The Istanbul Strait remained closed for weeks. The wreck remained in the area for some years until it was broken up and salvaged to a shipyard in Tuzla.

==Investigations==
The exact cause of accident is not clear, even today. The Romanian shipping company Navrom claimed the insurance payout, amounting to some tens of millions of US dollars. This action resulted in a thorough inspection of the ship's wreck by independent survey teams employed by the insurance company from Lloyd's Register of Shipping, Japan. It was hinted that the incident may have been deliberate sabotage to allow for the collection of insurance money.

==Trial==
After the accident, the court charged the captain of the Greek ship, Alekos Adamopoulos, and the seven crew with being careless and negligent, disobeying international maritime regulations and jeopardizing security of Istanbul. He was sentenced to 20 months in prison, but was released in view of the seventh months he had spent in jail awaiting trial.

==Pollution==
From 17 to 27 November, there was slight leakage from the tanker. Another major explosion occurred on board the vessel on the night of 6 December at 10:40 p.m., which resulted in more oil spillage. The slick from the vessel drifted towards the Port of Haydarpaşa, and the booms across its entrance could not prevent approximately 50 tons of oil entering the harbor. The tanker continued to burn until 14 December.

The maximum accumulation of harmful particles in the air during the fire exceeded by four times the permissible limit set for human health. Heavy oil contamination formed on the surface of the sea and on the heavily built-up shores and the recreational beaches of the Sea of Marmara and the Istanbul Strait.

It was estimated that 30,000 tons of crude oil burned and that the remaining 64,000 tons spilled into the sea. Because of the rapid evaporation of the light components, the crude oil quickly sank to the bottom of the sea in an area approximately 5.5 km in diameter.

==Sister ships==
M/T Independența was the first of a series of five Romanian supertankers which were constructed by Șantierul Naval Constanța in the 1980s. The sister ships were as follows:

M/T Unirea (Union) – broke up and sank at the beginning of the 1980s in Bulgarian waters of the Black Sea. Official reports claim that the accident was caused by a collision with a World War II mine. A different opinion (unofficial) came from some naval architects and marine engineers stating that the ship broke up due to incorrect ballasting (the ship had no cargo at the moment of the accident).

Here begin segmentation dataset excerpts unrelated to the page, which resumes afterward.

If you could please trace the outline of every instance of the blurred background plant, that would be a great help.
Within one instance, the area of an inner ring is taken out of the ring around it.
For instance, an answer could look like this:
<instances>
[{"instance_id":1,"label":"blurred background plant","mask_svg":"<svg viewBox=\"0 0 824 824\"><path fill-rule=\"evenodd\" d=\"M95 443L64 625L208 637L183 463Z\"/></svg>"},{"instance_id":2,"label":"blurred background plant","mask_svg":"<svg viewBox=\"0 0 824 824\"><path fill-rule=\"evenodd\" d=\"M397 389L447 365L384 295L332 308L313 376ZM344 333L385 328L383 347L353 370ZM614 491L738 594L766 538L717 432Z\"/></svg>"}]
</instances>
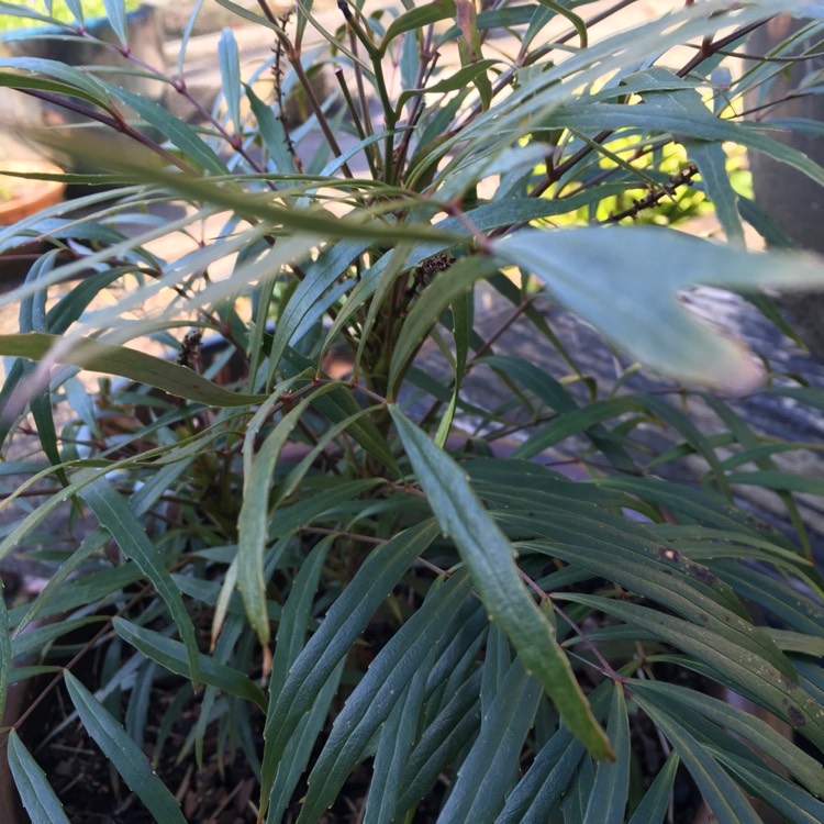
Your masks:
<instances>
[{"instance_id":1,"label":"blurred background plant","mask_svg":"<svg viewBox=\"0 0 824 824\"><path fill-rule=\"evenodd\" d=\"M824 408L760 291L824 271L753 252L783 235L743 151L824 170L727 69L777 12L814 53L820 4L220 5L254 29L213 104L202 2L170 70L120 0L127 73L0 63L81 123L27 135L80 197L0 232L46 243L0 334L27 815L824 819L824 489L783 463L821 442L748 416ZM671 227L710 207L716 240ZM760 312L758 357L698 285Z\"/></svg>"}]
</instances>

M/T Biruința (Triumph) – owned and managed by the then Romanian state owned Shipping Company (Navrom). In the 1990s the ship was passed to the Romanian private shipping company "Petromin", changing its name to M/T Iris Star. Finally the ship was bought by the Romanian shipping company Histria Shipmanagement having its name changed again to M/T Histria Crown. After an extensive refit in Keppel Shipyard (Singapore) finished in 2009, the ship was converted in into a FPSO (Floating production storage and offloading) and given a new name, Armada Perdana. It is still in use off the coast of Nigeria (Oyo Oil Field) as of 2018.

M/T Libertatea (Liberty) – had the same history (including ownership) as her older sister M/T Biruinta. The ship, known then as M/T Histria Prestige, was broken up in 2005.

M/T Pacea (Peace) – was never fully completed. At the end of the 1980s it was passed to Czechoslovakia as a part of Romania's foreign debt.

==Sister ship's incident==
The sister ship of Independența, the M/T Iris Star lost power due to engine failure during her passage through the Bosphorus on 27 July 2000, and drifted towards Kandilli point. There was no extensive damage reported.